Hacer algo como resucitar
a quien amamos
“[…] en 1973 regresé a la Quebrada para darme el placer de
celebrar el Carnaval con mi gente. Y aquí toqué por puro gusto, sin importarme
siquiera mi mano que se inflamó de tanto darle y darle a las cuerdas, ni
cualquier otra circunstancia que no fuera disfrutar ese momento tan trascendente
para mí. Conocí gente maravillosa, tuve el honor de ser invitado a integrar una
comparsa. “Los Cholos”, y durante esas semanas tuve oportunidad de reflexionar
mucho, profundo, junto a otros amigos.
[…] Éramos muy poquitos, es cierto. Con los amigos que yo
había llevado, los músicos no llegábamos a diez. Entonces esa era la cuestión
que no cerraba del todo. Cómo algo tan hermoso no convocaba a todos. Eduardo,
mi papá, al verme la mano tan hinchada como la tenía, pensó que me había peleado
con alguno. Es que a mí siempre me gustó ‘tirar guantes’ y hasta entrenaba en
el Luna Park. Pero no, no me había peleado con nadie; por el contrario, ya en
camino al médico le comenté a Eduardo cuán extraordinaria fue la experiencia
que había vivido. Y tampoco omití reiterarle esas dudas que me fueron surgiendo
luego.

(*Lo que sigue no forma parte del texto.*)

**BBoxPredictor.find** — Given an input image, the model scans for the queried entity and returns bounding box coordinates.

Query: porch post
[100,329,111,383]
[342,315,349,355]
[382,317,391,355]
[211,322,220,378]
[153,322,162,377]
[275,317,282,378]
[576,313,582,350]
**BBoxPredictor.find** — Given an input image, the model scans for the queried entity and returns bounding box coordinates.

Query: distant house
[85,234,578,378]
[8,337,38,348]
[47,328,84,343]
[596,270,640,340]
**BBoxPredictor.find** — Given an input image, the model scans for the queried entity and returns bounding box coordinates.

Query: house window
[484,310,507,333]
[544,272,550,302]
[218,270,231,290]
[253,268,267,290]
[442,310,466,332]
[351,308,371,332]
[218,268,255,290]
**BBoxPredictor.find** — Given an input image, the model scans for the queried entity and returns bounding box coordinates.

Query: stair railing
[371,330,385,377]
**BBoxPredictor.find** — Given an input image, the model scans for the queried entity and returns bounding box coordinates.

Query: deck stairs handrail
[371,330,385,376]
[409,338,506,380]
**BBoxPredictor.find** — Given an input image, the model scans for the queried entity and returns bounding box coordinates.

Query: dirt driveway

Conociéndome como me conocía, y sabiendo que no me iba a quedar quieto,
entonces me preguntó: “¿Y vos qué pensas”
“Yo creo –le respondí– que hay que convocar a toda la gente de los
alrededores y acompañarlos para que vivan con inmensa alegría ese sentido de
fiesta que se irá perdiendo si no hacemos nada”.
Esa fue –lo recuerdo claramente– la primera conclusión que
imaginé como preludio de lo que un año después se transformaría en el
Tantanakuy. Estaba obsesionado por encontrarle la vuelta al asunto. Estando en
casa murmuraba para mí, junto al oído atento de mi padre, “quizás podamos reunirnos con más gente en una de esas casas antiguas,
con esos fondos tan bellos que todavía quedan, o pensar en algo más grande con
gente que sienta el mismo impulso; ocupar los espacios…”. Y bueno, así nos
pusimos en campaña. En principio nos juntamos con unos amigos y fueron
apareciendo las propuestas. En algún momento pensamos también que podíamos
convocar al encuentro en una escuela. Hasta que finalmente en el ’75 –que fue
cuando organizamos el primer Tantanakuy– la convocatoria se realizó al pie del
Monumento a la Independencia, en sus escalinatas. En el centro mismo de
Humahuaca.
De manera que nos arremangamos y fuimos poniendo en marcha un
plan, por así llamarlo, que consistía en hacer algo como resucitar a quien
amamos. La cuestión era resolver cómo. ¿Podríamos hacer una fiesta en las escalinatas
de un monumento? ¿Se podría convocar a todos; cuál era la mejor forma de
hacerlo? ¿Qué estábamos dispuestos a hacer y qué cosas no haríamos?
Discutimos todo. Y de lo que estuvimos bien seguros todos es
de diferenciarlo de los festivales. De esa cosa competitiva que cada uno trata
de mostrar para “venderse” al público.
En general todo festival lleva la propuesta de un negocio
detrás; porque las empresas grabadoras están advertidas, porque la publicidad figura
en el orden del día, y entonces se discuten cuestiones de cartel, y la “popularidad”
y todo ese otro pedo que siempre precede al “arriba las palmas” y bien fuerte
ese aplauso. Algo horrible. Nosotros no queríamos esas características. Que no
fueran las competencias ni los aplausos, ni la presentación de artistas
ilustres, sino que lo principal fuera el hecho de la participación y la
satisfacción de haber participado.
Entonces buscando un nombre apropiado, elegimos el que nos
pareció más adecuado; Tantanakuy, en lengua quechua significa “congregación”, reunión de unos con otros por
mutua citación.
Jaime Torres
Fuente: Jaime Torres.
Ecos y sones de nuestra tierra, de Luis Sznaiberg, Buenos Aires, Garantizar
SGR, 2004, Fragmentos del Capítulo 5. “Tantanakuy. Encuentro”. pp. 62-64.